The man nearest Lydia trailed a hand over her hip and tried to grab her arse before she jumped away. It wouldn’t do for her gown to get damaged tonight, not when it was her first new clothing in years. The dress hadn’t even come from Wickham.
Lydia studied her white glove — the only one remaining of the two that had been sent to her — and attempted not to notice men looking her way with unmistakable hunger. She recognized them from the town, even from church. But she saw no friendly faces, only expressions of naked lust.
“You’d like to sample the goods before entering the game?” asked Wickham, his elegant eyebrows arched as if in surprise. “I’d have thought you’d take my word as a gentleman.”
The room was so still that Lydia heard a soft huff of disbelief from the back.
“I have nothing to hide,” said Wickham, his arms open wide. “It seems you doubt my offer. The offer of my wife to the winner.”
One of her trembling hands, the one not encased in a fine new glove, found its way up to Lydia’s face without her even noticing. She pressed a cool palm against her scorching cheek and tried to calm her breathing, biting the inside of her mouth to hold back tears.
In truth, she’d done this to herself. Over and over, she’d chosen wrong.
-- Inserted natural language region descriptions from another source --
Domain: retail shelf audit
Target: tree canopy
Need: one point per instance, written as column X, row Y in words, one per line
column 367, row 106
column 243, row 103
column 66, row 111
Six weeks ago, Wickham had wagered Lydia for the first time and lost. The winning men — three army officers she’d known as a girl in this very town — had sent her clothes and a carriage before pleasuring her for one ecstatic night. Then they’d offered her the opportunity to stay with them.
In the end, she’d fled and returned to George Wickham, once again chasing the respectable married life he seemed so delighted to deny her.
Only for him to deal this fresh new public humiliation, the likes of which she couldn’t have imagined before tonight.
It was one thing to discover she’d been privately wagered and lost; it was another to be trotted out for inspection and humiliated publicly by her very own husband. He was more brazen than ever.
“I’m surprised the men of this fine town doubt me,” said Wickham.
“You owe Mr. Hobson, the butcher, a good sum of money,” said one voice from the back.
“Say nothing of the tailor,” muttered a man closer to the place Wickham had Lydia standing, illuminated by lamplight. “This man can’t satisfy his debts; who is to say that his wife can satisfy them for him?”
This drew chuckles. Wickham was well on his way to losing the crowd — and his scheme to raise funds.
Wickham looped an arm around Lydia’s waist and pulled her nearer. It was the first time he’d touched her in ages, and she instinctively recoiled. He held her more firmly.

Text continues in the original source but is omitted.